Уходить решили ночью — никто не знал, орудуют ли вихри по ночам, но в темноте — оно как-то безопаснее.
Ермолай Гаврилович с Таисьей Федотовной увязали пожитки, взвалили на себя узлы, малыш ухватился за мамкину шерстку — и пошли себе ночной дорожкой. Где город — не знали, но полагали, что далеко. Утром спрятались в придорожном кусте и проспали до заката.
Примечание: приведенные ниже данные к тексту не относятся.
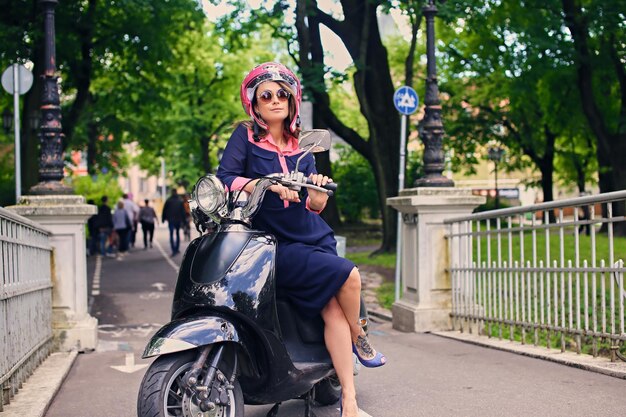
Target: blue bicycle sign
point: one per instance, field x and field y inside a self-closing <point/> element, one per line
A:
<point x="406" y="100"/>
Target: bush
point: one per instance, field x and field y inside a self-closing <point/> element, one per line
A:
<point x="358" y="196"/>
<point x="94" y="189"/>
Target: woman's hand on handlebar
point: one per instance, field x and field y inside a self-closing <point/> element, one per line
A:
<point x="285" y="193"/>
<point x="318" y="198"/>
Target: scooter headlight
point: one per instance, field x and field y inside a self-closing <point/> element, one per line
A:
<point x="210" y="194"/>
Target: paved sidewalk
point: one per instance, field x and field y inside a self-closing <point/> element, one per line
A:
<point x="427" y="375"/>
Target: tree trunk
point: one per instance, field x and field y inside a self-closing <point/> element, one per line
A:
<point x="83" y="73"/>
<point x="204" y="154"/>
<point x="92" y="147"/>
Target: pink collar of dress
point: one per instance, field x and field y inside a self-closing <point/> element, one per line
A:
<point x="268" y="144"/>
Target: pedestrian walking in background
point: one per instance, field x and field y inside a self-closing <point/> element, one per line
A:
<point x="147" y="218"/>
<point x="104" y="225"/>
<point x="174" y="214"/>
<point x="187" y="221"/>
<point x="92" y="228"/>
<point x="122" y="226"/>
<point x="133" y="214"/>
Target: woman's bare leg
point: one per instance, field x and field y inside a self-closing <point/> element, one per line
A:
<point x="349" y="298"/>
<point x="337" y="335"/>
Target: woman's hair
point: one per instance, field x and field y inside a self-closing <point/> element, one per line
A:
<point x="292" y="114"/>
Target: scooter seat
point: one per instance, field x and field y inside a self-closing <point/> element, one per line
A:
<point x="292" y="323"/>
<point x="303" y="337"/>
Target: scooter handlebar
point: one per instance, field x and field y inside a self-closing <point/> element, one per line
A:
<point x="330" y="188"/>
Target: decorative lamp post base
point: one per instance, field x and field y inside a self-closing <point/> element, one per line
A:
<point x="438" y="181"/>
<point x="50" y="188"/>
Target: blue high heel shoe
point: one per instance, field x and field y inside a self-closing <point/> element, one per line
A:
<point x="364" y="344"/>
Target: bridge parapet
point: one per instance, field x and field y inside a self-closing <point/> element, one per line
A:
<point x="550" y="274"/>
<point x="25" y="300"/>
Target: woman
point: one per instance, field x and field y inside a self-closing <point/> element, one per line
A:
<point x="318" y="281"/>
<point x="122" y="226"/>
<point x="147" y="218"/>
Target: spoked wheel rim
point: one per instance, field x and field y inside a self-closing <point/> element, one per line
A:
<point x="179" y="403"/>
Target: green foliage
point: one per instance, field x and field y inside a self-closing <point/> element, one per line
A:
<point x="94" y="189"/>
<point x="358" y="195"/>
<point x="386" y="294"/>
<point x="386" y="260"/>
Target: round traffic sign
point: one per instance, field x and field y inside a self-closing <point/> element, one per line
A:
<point x="406" y="100"/>
<point x="24" y="78"/>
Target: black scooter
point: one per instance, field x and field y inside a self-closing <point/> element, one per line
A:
<point x="230" y="340"/>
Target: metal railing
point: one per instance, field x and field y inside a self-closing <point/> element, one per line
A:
<point x="25" y="300"/>
<point x="550" y="274"/>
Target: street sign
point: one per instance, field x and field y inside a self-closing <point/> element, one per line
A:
<point x="24" y="77"/>
<point x="406" y="100"/>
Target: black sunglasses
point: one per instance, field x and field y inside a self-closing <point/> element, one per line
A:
<point x="281" y="95"/>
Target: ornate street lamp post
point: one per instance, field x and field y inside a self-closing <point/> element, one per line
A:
<point x="50" y="132"/>
<point x="431" y="128"/>
<point x="495" y="154"/>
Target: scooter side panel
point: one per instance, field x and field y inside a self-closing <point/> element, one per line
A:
<point x="233" y="271"/>
<point x="189" y="333"/>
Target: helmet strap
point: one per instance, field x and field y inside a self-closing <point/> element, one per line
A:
<point x="255" y="131"/>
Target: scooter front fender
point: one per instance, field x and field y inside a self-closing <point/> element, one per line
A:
<point x="189" y="333"/>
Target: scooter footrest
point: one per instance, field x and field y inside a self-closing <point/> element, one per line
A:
<point x="274" y="411"/>
<point x="309" y="367"/>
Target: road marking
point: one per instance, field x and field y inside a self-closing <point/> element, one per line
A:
<point x="167" y="258"/>
<point x="361" y="413"/>
<point x="129" y="365"/>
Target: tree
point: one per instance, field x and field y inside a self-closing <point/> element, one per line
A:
<point x="599" y="54"/>
<point x="124" y="40"/>
<point x="373" y="86"/>
<point x="509" y="77"/>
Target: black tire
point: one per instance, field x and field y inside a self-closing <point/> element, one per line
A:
<point x="327" y="391"/>
<point x="164" y="377"/>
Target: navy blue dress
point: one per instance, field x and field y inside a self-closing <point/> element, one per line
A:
<point x="308" y="270"/>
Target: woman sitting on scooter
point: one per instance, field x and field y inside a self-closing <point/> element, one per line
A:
<point x="308" y="270"/>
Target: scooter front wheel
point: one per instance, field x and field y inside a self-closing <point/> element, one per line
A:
<point x="164" y="394"/>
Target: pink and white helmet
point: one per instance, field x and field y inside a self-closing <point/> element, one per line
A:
<point x="270" y="71"/>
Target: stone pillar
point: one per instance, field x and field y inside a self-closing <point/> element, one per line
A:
<point x="65" y="216"/>
<point x="426" y="301"/>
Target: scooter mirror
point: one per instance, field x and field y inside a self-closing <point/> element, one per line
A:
<point x="315" y="140"/>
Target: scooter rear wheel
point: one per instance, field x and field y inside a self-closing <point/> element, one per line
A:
<point x="162" y="392"/>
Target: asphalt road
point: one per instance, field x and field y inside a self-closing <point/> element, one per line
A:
<point x="426" y="375"/>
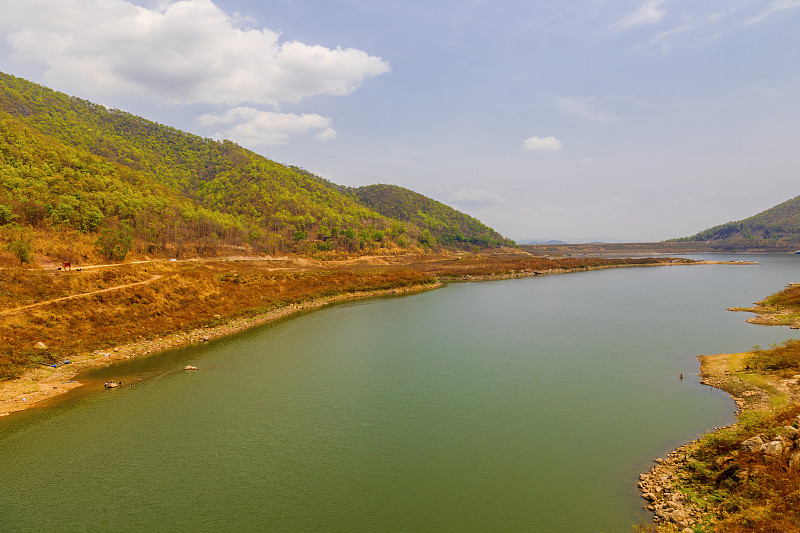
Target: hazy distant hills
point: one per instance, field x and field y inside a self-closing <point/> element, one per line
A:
<point x="776" y="228"/>
<point x="446" y="225"/>
<point x="73" y="169"/>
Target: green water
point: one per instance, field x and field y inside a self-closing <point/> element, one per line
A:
<point x="520" y="405"/>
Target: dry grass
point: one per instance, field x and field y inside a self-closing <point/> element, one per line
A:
<point x="157" y="298"/>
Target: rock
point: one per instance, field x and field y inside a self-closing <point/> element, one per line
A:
<point x="753" y="444"/>
<point x="773" y="448"/>
<point x="791" y="432"/>
<point x="794" y="462"/>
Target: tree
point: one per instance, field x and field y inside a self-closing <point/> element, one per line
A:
<point x="115" y="242"/>
<point x="21" y="247"/>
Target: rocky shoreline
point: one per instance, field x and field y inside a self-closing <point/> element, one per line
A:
<point x="661" y="486"/>
<point x="44" y="385"/>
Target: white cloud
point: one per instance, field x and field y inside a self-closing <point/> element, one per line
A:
<point x="648" y="13"/>
<point x="546" y="144"/>
<point x="775" y="7"/>
<point x="180" y="52"/>
<point x="254" y="128"/>
<point x="474" y="197"/>
<point x="582" y="107"/>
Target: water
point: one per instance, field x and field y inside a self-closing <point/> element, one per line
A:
<point x="519" y="405"/>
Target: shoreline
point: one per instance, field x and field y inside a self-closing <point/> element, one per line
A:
<point x="660" y="486"/>
<point x="43" y="386"/>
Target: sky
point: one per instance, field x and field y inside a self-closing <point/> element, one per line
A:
<point x="631" y="120"/>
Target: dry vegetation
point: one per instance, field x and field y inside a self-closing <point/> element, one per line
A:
<point x="80" y="311"/>
<point x="751" y="487"/>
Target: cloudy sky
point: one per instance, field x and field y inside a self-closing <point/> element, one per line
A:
<point x="638" y="120"/>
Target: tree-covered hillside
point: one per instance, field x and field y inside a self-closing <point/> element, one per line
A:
<point x="773" y="229"/>
<point x="441" y="223"/>
<point x="69" y="167"/>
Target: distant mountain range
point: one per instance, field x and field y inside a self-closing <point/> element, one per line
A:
<point x="76" y="171"/>
<point x="777" y="228"/>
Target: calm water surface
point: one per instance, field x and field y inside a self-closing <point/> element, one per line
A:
<point x="519" y="405"/>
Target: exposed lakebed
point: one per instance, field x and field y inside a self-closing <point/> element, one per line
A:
<point x="517" y="405"/>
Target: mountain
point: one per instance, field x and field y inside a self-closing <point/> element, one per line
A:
<point x="542" y="241"/>
<point x="82" y="173"/>
<point x="777" y="228"/>
<point x="442" y="224"/>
А на следующую ночь вихрь их и нагнал.
— По следу, что ли, шел? — спросил Тимофей Игнатьевич.
— Да кто ж его, поганого, разберет! — и домовиха, сбиваясь, утирая слезы, рассказала, как, бросив узлы, семейство бежало от хищного вихря да как пропал Ермолай Гаврилович.
— Стало быть, вихорь теперь дорогу в город знает?! — воскликнул Лукьян Пафнутьевич. — Ну, баба, исполать тебе! Навела на нас нечисть!
— Цыц! — крикнул до того молчавший Евсей Карпович. — Баба не виновата.
— Так ведь теперь и у нас вихри появятся!
— Больно ты им нужен, — отрубил Евсей Карпович. — Это деревенский домовой на двор бегает, а ты дома сидишь, носу не кажешь.
— А коли он такой хитрый, что и в дом заберется? — загалдели прочие домовые. — В окно! Или в вентиляцию!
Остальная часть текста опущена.